The psychic unsettling of the spill is about more than our lament at the ecological destruction, of animals suffocating in our shit. The spill lays bare the myths and lies of our national narrative with a reality check of undeniable nihilism, like a sitcom interrupted with an emergency broadcast klaxon followed by the grim radar image of the red blob headed your way. The script this is all supposed to follow is the one from Irwin Allen. The disaster movie, in which all our great technocratic MacGuyvers, Charlton Heston as The Architect and George Kennedy as The Engineer, apply American ingenuity and the ethos of the lone frontier hero to save the city, perhaps cleansing some of its sin in the process.

In the past decade, we have had a series of these reality checks in which the elevator pitch of the military-entertainment complex has been pranked by a dour trickster. Hurricane Katrina, in which FEMA's merchant marine Jack Bauers proved totally impotent, the city of New Orleans became a Hobbesian laboratory, and the solitary heroes were the upper middle class dudes from Uptown who could afford to load their families in the Volvo and head to a nice hotel in Houston. The hunt for Osama, now in its ninth year, an action movie that got stuck on a frame somewhere early in the second act. The wars in Iraq and Afghanistan, both mired in the infinite loop of Orwellian forever wars years after they were declared with Hollywood epilogue flourish to have ended in victory. Perhaps even, more recently, the Obama as proto-utopian reformer meme that got him elected, Mr. Smith meets Robert Redford by way of MLK mired down in the same old red team-blue team Coke versus Pepsi partisan farce.



This one takes it to another level, with the technocratic leaders scratching their heads in futility, and all of us at the mercy of the earth-busting adventurers serving the doublespeaking global corporation that owns the well. Every news update suggesting the most recent repair efforts have only compounded the problem.

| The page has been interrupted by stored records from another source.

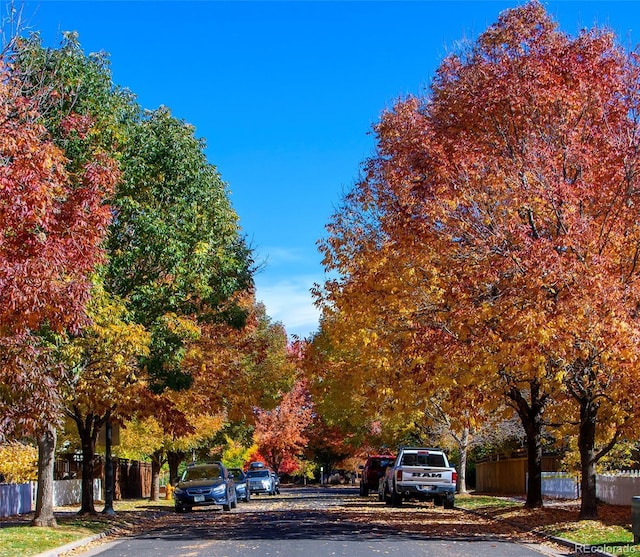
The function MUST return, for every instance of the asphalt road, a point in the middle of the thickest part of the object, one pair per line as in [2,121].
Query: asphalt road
[324,522]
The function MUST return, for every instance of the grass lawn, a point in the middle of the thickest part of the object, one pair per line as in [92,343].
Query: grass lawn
[611,533]
[18,539]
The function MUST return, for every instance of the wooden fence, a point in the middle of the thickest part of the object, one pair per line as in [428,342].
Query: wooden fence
[508,476]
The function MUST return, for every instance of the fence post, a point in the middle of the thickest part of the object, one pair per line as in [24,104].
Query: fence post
[635,518]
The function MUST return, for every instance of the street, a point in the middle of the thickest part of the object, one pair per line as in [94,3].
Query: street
[317,522]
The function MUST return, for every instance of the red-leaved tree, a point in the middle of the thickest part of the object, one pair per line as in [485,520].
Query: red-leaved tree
[52,223]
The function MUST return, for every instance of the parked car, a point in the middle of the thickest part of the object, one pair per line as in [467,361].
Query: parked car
[420,473]
[374,469]
[243,493]
[261,481]
[276,482]
[205,484]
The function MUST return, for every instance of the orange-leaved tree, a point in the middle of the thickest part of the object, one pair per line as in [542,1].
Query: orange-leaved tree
[506,200]
[280,434]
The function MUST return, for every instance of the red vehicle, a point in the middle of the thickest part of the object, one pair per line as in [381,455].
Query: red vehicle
[373,470]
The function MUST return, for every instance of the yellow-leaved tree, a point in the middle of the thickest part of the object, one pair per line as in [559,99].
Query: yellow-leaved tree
[104,377]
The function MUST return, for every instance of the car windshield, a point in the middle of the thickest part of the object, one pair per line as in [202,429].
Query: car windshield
[423,459]
[201,473]
[380,462]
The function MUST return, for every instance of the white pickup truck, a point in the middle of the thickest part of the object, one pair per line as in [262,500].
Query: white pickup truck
[420,473]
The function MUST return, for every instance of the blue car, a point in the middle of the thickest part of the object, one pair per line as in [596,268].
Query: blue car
[203,485]
[242,484]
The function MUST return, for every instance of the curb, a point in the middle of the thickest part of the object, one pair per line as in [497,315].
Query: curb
[57,551]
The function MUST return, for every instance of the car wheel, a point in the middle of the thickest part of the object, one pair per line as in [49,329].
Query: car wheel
[396,499]
[387,496]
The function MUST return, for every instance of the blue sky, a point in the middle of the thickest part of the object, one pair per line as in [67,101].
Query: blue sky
[285,94]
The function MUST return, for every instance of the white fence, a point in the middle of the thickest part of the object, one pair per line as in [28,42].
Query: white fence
[20,498]
[614,488]
[618,488]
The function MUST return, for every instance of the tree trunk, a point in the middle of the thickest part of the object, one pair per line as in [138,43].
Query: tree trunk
[530,414]
[46,460]
[586,446]
[534,465]
[174,458]
[87,505]
[463,446]
[157,460]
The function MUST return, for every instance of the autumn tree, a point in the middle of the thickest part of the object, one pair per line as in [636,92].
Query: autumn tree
[281,433]
[502,206]
[105,379]
[53,220]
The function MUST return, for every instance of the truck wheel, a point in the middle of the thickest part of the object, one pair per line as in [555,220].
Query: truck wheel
[387,496]
[396,499]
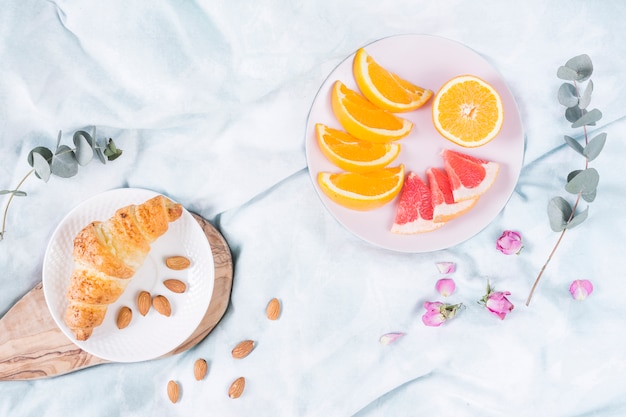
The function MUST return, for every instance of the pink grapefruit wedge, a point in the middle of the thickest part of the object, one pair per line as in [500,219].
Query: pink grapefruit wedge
[470,177]
[414,213]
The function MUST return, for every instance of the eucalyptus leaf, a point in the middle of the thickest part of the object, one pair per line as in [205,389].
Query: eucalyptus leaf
[585,99]
[64,163]
[586,181]
[559,212]
[594,147]
[588,118]
[567,95]
[573,143]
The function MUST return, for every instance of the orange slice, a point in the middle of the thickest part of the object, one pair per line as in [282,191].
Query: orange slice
[352,154]
[367,191]
[364,120]
[468,111]
[470,177]
[415,212]
[445,208]
[384,88]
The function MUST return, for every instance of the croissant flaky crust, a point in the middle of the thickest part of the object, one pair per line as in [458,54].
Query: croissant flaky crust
[106,256]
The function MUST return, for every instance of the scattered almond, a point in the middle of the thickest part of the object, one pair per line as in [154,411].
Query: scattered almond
[173,391]
[175,285]
[273,309]
[236,388]
[243,349]
[162,305]
[177,263]
[143,302]
[200,368]
[124,316]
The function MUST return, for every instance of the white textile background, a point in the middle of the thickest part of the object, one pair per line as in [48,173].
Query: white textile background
[209,100]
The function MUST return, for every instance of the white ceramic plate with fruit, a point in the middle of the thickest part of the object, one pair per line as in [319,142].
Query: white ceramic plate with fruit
[428,62]
[152,335]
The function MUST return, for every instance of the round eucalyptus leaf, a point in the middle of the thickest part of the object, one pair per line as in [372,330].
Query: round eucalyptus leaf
[64,163]
[567,95]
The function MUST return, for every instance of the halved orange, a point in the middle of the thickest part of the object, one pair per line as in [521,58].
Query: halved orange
[385,89]
[468,111]
[352,154]
[364,120]
[362,191]
[445,208]
[470,177]
[415,212]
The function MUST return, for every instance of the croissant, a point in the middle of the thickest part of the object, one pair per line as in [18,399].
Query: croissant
[106,256]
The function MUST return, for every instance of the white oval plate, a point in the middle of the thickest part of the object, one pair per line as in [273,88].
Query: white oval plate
[153,335]
[429,62]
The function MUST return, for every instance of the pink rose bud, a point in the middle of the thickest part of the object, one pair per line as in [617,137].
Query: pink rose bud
[445,286]
[581,289]
[438,313]
[510,243]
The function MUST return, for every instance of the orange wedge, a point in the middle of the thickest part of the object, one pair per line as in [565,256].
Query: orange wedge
[364,120]
[415,213]
[367,191]
[468,111]
[445,208]
[470,177]
[384,88]
[352,154]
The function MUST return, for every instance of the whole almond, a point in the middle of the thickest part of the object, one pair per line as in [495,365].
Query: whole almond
[124,316]
[177,263]
[175,285]
[200,368]
[173,391]
[243,349]
[272,311]
[236,388]
[162,305]
[143,302]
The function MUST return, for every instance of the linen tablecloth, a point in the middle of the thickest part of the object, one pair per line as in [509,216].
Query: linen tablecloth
[209,102]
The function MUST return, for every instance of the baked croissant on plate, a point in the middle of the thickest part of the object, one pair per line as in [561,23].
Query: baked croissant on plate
[106,256]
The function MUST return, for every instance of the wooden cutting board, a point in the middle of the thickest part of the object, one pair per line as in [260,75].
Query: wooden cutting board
[32,346]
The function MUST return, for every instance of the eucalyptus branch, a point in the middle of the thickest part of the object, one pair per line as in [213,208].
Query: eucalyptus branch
[63,162]
[582,183]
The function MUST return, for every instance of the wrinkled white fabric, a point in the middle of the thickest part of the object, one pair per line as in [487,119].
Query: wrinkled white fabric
[209,100]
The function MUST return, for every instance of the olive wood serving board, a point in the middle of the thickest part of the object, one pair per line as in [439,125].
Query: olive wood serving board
[32,346]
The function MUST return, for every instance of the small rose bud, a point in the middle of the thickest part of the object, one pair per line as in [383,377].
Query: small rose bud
[509,243]
[581,289]
[445,286]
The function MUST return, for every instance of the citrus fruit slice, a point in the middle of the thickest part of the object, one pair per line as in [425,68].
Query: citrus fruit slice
[362,191]
[445,208]
[384,88]
[352,154]
[363,119]
[468,111]
[470,177]
[415,213]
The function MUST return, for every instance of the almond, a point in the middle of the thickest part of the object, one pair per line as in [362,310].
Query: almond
[173,391]
[175,285]
[273,309]
[143,302]
[162,305]
[236,388]
[200,368]
[177,263]
[124,316]
[243,349]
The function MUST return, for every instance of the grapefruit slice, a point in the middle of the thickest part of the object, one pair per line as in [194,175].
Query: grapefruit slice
[470,177]
[414,213]
[445,208]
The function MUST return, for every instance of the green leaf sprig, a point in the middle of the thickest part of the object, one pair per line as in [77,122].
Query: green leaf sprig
[575,95]
[63,162]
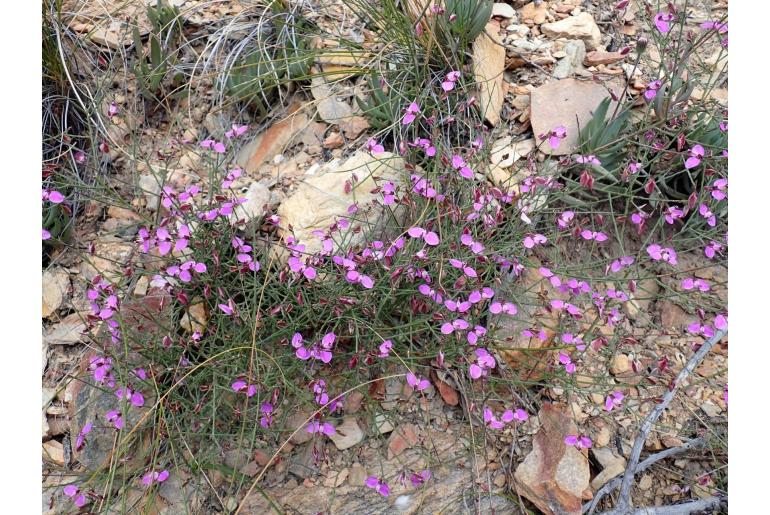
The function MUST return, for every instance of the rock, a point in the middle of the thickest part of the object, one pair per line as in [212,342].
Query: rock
[321,199]
[348,434]
[534,13]
[603,438]
[196,317]
[488,66]
[257,196]
[505,153]
[53,452]
[272,141]
[598,57]
[565,102]
[357,475]
[620,364]
[334,140]
[354,126]
[554,476]
[503,10]
[581,26]
[576,52]
[382,424]
[353,402]
[612,465]
[66,332]
[56,284]
[401,439]
[330,108]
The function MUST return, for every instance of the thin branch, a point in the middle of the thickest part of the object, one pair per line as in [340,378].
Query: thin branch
[644,465]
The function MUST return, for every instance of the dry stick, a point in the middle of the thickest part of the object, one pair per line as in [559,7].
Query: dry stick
[624,503]
[644,465]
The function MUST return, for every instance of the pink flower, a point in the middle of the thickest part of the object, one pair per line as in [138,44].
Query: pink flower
[534,239]
[267,415]
[658,253]
[236,131]
[691,283]
[153,476]
[621,263]
[503,307]
[593,235]
[430,237]
[81,440]
[74,493]
[249,389]
[555,136]
[652,89]
[379,485]
[385,348]
[411,113]
[483,364]
[696,154]
[565,360]
[419,383]
[571,309]
[214,145]
[662,21]
[565,219]
[614,400]
[589,159]
[579,442]
[374,147]
[321,427]
[458,324]
[706,213]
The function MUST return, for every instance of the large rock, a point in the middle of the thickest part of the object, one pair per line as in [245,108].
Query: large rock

The psychic impact of this endless flow for those of who live in Texas is profound. Not just because some of us like taking kids fishing in coastal places like Rockport's "Brown & Root Flats." As brilliantly explicated in last year's exhibit by the Center for Land Use Interpretation's Houston branch, Texans live in a place that evolved in the 20th century along the lines best able to support the usually invisible infrastructure of the petrochemical industry: the secret cultural pulmonary system that collects, refines, and distributes the black crack.



Last year I was fortunate to find a small piece of land that has been part of this system. An acre abutting the Lower Colorado River just below an old low water crossing from the Chisholm Trail. The land has never been developed, because it has a petroleum pipeline running through it, one that carried gasoline from Austin to San Antonio. Built in the 1940s and abandoned in the 1980s. I am going to take it out this week, and try to build a house on the property, one that preserves and bioremediates the land. The house design was blogged on Coolhunting yesterday. It uses the trench from the excavated pipeline as the site for the foundation of an earthen use designed to avoid all use of petroleum products, incorporating flora designed to clean the soil and pipes that use the earth as a green heating and cooling system. I like to think this project is a tiny prototype for strategies to rethink and repurpose our relationship with the petrochemical infrastructure in the 21st century.

If the Gulf of Mexico becomes a giant brownfield, is there a rational and holistic design approach that can cure both the environmental and psychic damage? Perhaps, in its science fictional disaster narrative, it can unpack some new cultural response that rewrites the meme.

1 comment:

agustina said...

designers as the new heros? i like it. wonderful post.